Implementation of 2024 Regulatory Act: As a result of the strategic and astute leadership of Baluwa Koroma, PRA’s Executive Chairman and Chief Executive Officer, the cabinet recently approved the establishment of National Petroleum Regulatory Authority. This is to reposition the petroleum downstream sector for a sustainable national development aspiration through the introduction of progressive and commercial best practices in the industry.

The following are objectives of the National Petroleum Regulatory Authority:

  • Clear enforcement mandate to protect the public interest;
  • Ensure the continuous supply of petroleum products;
  • Operationalise government strategic stock management;
  • Achieve efficiency and cost reduction through mandatory minimum stock balances by licensed petroleum operators;
  • Eliminate barriers for new entrants into the Sierra Leone market.
  • Discourage the emergence of a local cartel, monopolies and unfair competition.

The Sierra Leone petroleum industry will remain fully committed to ensuring fairness and the ongoing transformation for a reliable, affordable and supply of high quality petroleum products to the market through continued investment and strategic decisions to improve productivity and ensure economic stability.

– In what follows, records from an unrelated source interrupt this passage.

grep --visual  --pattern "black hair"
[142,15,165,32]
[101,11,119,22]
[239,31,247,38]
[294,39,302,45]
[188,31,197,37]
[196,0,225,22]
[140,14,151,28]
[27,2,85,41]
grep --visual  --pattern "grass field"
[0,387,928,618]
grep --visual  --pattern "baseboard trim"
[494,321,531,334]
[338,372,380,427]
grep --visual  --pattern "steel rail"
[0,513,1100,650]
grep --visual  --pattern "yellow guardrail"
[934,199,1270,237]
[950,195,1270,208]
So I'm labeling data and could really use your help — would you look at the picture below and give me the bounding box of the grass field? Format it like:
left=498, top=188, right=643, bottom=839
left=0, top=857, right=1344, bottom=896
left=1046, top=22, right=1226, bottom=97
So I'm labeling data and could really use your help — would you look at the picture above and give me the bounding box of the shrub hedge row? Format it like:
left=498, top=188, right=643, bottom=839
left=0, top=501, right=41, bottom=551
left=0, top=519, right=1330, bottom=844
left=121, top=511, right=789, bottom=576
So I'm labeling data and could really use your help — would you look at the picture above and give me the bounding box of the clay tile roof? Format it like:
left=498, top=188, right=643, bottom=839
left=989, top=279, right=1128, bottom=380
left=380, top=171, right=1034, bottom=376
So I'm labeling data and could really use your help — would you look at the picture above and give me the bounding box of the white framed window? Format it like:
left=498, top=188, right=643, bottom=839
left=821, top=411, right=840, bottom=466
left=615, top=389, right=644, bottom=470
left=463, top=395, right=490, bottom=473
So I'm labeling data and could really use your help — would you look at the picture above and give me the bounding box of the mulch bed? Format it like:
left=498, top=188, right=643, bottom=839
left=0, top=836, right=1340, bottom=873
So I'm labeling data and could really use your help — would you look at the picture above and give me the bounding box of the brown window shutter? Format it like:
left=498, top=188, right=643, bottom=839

The PRA has pledged to continue providing support to the operators to ensure that they carry out their operations in conformity with standards of prudency and regulatory compliance.

Clearly, Sierra Leone is ready for business, and will continue to be a low cost operating environment with government playing the key role of creating a level playing field for all players whilst ensuring that the domestic market is competitively viable while innovation would foster. No industry compares with the petroleum industry in terms of volatility, uncertainty, complexity and ambiguity. No industry faces the same combination of risks. But again, no industry offers to do such great things and for so many people as the petroleum industry. The PRA has promised to remain in strong partnership with reputable organisations such as the World Petroleum Council (WPC), African Refinery Association (ARA), S& P Global Platt International among others. The Agency’s ultimate goal is to transform Sierra Leone into a petroleum products hub for the Mano River Basin and further reach out to the ECOWAS market.